HATI adalah istilah yang sering disebut Alquran ketika berbicara tentang keimanan dan spiritualitas. Bahwa, orang-orang beriman adalah mereka yang hatinya bergetar ketika mendengar nama Allah disebut, atau ketika ayat-ayat Alquran dibacakan kepadanya. Bagaimanakah kita memahami hati terkait dengan upaya peningkatan spiritualitas selama Ramadan ini?
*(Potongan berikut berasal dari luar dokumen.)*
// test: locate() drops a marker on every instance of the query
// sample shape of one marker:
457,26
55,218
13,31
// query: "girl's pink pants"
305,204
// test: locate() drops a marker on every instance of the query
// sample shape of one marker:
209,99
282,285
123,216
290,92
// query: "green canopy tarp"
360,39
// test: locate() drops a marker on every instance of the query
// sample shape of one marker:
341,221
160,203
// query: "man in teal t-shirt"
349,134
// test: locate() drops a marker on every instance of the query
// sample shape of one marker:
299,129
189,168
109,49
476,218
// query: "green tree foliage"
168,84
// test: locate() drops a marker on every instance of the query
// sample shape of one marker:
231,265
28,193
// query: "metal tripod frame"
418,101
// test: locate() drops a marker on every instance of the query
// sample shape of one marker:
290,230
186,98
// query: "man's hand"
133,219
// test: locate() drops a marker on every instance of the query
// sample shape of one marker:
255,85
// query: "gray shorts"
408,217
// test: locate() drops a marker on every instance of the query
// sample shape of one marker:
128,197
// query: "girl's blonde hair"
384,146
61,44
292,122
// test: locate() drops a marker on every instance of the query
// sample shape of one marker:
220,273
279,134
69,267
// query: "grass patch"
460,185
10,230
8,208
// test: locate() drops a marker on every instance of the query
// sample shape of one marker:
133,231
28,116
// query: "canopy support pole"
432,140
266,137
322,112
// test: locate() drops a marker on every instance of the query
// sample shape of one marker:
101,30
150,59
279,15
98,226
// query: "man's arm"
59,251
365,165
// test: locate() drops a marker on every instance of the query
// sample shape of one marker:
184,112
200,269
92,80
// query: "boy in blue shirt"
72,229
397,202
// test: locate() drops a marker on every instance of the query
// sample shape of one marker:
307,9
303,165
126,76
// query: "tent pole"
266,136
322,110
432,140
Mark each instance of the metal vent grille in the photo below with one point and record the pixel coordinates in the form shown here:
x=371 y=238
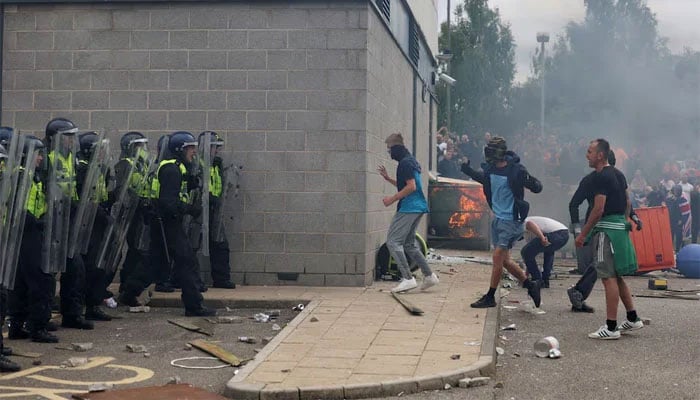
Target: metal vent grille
x=384 y=7
x=413 y=42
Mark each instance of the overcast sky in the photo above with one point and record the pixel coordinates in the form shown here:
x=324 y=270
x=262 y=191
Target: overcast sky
x=678 y=21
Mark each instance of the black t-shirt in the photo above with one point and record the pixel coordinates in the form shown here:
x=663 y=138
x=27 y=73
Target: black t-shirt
x=611 y=183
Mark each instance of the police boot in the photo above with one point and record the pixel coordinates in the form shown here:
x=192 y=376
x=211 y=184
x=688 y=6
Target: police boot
x=95 y=313
x=225 y=285
x=43 y=336
x=76 y=322
x=7 y=365
x=164 y=287
x=16 y=330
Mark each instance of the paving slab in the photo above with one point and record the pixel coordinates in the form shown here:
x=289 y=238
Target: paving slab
x=359 y=342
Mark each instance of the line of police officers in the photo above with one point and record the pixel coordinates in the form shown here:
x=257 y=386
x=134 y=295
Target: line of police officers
x=83 y=217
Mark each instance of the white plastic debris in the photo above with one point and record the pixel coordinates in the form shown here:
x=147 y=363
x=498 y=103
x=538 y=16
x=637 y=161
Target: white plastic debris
x=100 y=387
x=75 y=362
x=110 y=303
x=136 y=348
x=260 y=317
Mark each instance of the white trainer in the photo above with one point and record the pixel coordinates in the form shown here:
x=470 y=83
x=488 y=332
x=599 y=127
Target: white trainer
x=630 y=326
x=429 y=281
x=604 y=334
x=405 y=285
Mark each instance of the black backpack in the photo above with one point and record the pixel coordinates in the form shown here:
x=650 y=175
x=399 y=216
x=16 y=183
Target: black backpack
x=386 y=268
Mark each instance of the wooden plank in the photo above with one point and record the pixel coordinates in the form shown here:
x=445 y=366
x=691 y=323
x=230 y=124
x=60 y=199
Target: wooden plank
x=167 y=392
x=216 y=351
x=407 y=304
x=667 y=296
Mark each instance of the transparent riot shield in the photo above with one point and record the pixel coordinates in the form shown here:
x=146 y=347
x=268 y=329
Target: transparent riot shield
x=193 y=226
x=230 y=176
x=102 y=186
x=205 y=154
x=25 y=175
x=60 y=192
x=8 y=185
x=123 y=210
x=93 y=186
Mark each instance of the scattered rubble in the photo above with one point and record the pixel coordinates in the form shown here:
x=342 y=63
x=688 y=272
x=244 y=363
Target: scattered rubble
x=473 y=382
x=100 y=387
x=136 y=348
x=80 y=347
x=74 y=362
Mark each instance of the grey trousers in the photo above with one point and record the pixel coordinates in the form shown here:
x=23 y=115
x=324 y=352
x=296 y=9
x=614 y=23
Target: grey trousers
x=401 y=242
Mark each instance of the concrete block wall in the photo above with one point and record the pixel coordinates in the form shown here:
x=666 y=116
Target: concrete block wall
x=289 y=85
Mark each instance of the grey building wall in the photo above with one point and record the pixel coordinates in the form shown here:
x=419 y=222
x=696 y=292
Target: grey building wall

Dalam bahasa Arab istilah “hati” sebenarnya bersumber pada dua kata: Kalbu dan Fuad. Sayangnya, karena keterbatasan kosa kata dalam bahasa Indonesia, kedua kata tersebut diterjemahkan sama, menjadi ”hati”. Padahal, keduanya memiliki penekanan makna yang berbeda. Kalbu lebih menunjuk kepada sosok lahiriah dari hati, sedangkan fuad lebih mengacu kepada hati yang bersifat batiniah.
Karena itu, kita harus hati-hati dan cermat menangkap maknanya, sesuai dengan konteks ayat atau kalimat hadits yang kita jadikan rujukan. Misalnya, hadits berikut ini. Alaa wainna fiil jasadi mudhghatan idzaa shalahat shalahal jasadu kulluhu waidzaa fasadat fasadal jasadu kulluhu alaa wahiyal kalbu - “Ketahuilah bahwasanya pada setiap tubuh ada segumpal daging. Jika daging itu baik, akan baiklah seluruh anggota tubuhnya. Namun apabila dia rusak maka akan rusak pula seluruh anggota tubuhnya. Ketahuilah bahwasanya segumpal daging itu adalah kalbu.” (HR. Al-Bukhari dan Muslim)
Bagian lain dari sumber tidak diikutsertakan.